Conversation search engine will ‘change the way people think’ about calls

ARGOsearch allows you to record, upload and search phone conversations like a text document

New ARGOsearch app will allow you to record, upload and search phone conversations like you would a text document

Telephony firm Calltrunk has launched ARGOsearch, a piece of software that will allow users to record, upload and search phone calls.

The firm, which describes itself as a call recording company, claims the 'conversation search engine' will 'change the way people think' about conversations.

The Calltrunk software will record conversations made on mobile or landlines, Skype, or on a dictaphone.

Users can pick out a date, time, word or phrase and search for it in the same way they would a text document.

Once calls are recorded, they can be stored online for search later.

The search will highlight exactly when specified words or phrases were used throughout a conversation, making it easy to locate, replay and copy the relevant section.

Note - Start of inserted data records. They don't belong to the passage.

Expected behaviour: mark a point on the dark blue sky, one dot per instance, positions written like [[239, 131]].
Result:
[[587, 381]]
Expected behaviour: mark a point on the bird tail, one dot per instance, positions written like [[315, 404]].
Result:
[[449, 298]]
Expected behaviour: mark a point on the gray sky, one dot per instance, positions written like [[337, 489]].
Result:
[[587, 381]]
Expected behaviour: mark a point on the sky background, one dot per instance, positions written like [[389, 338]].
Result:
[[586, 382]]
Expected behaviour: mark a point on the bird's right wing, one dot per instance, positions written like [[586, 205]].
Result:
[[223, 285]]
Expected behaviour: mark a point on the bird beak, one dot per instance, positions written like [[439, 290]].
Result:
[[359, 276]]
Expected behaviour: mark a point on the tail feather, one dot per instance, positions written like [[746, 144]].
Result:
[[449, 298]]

Searches across multiple calls can also be put together, using criteria such as area codes to track down certain info across a whole host of recorded conversations.

The recorded files can also be shared to cloud-based services like Evernote, Dropbox, SugarCRM or Box.

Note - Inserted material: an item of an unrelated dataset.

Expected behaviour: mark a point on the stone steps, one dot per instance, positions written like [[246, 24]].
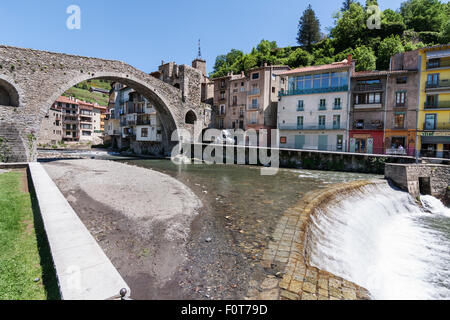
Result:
[[17, 152]]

While it's not a new thing to be able to technically record a conversation, the ease of which presumably huge numbers of calls can be stored and essentially data-mined may ring alarm bells for some – especially since the person on the other end of the call might not necessarily know they are being recorded by the software.

We asked the firm's PR agency to clarify this issue and were told:

"In terms of people being notified, if the call is placed on the iPhone app, there's a beeping noise in the background. This can also be turned off. If the call is placed by Skype, the other person will be notified when the Call Trunk Robot joins the call.

"If the call is placed via the website, it's down to the responsibility of the caller to tell the other person that a call is being recorded, just as when a bank's call centre let's you know that a call is recorded when you call them."

According to Ofcom's current regulations, you don't need the permission of everyone on the call in order for it to be recorded, as long as it's not being given to a third party.

Calltrunk co-founder and CEO Paul Murphy said upon the software's launch today: “Until now anything even close to this has been the expensive domain of very big companies and it has involved lots of hardware, data centres, complexity and training.

“ARGOsearch changes that completely. This improves and democratizes the technology. Enabling everyone to capture, store and search their recorded calls means we can all hold on to knowledge and important moments that previously slipped through our fingers. And this changes the way we think about our conversations; it's like having an infallible memory for everything we ever heard or said!”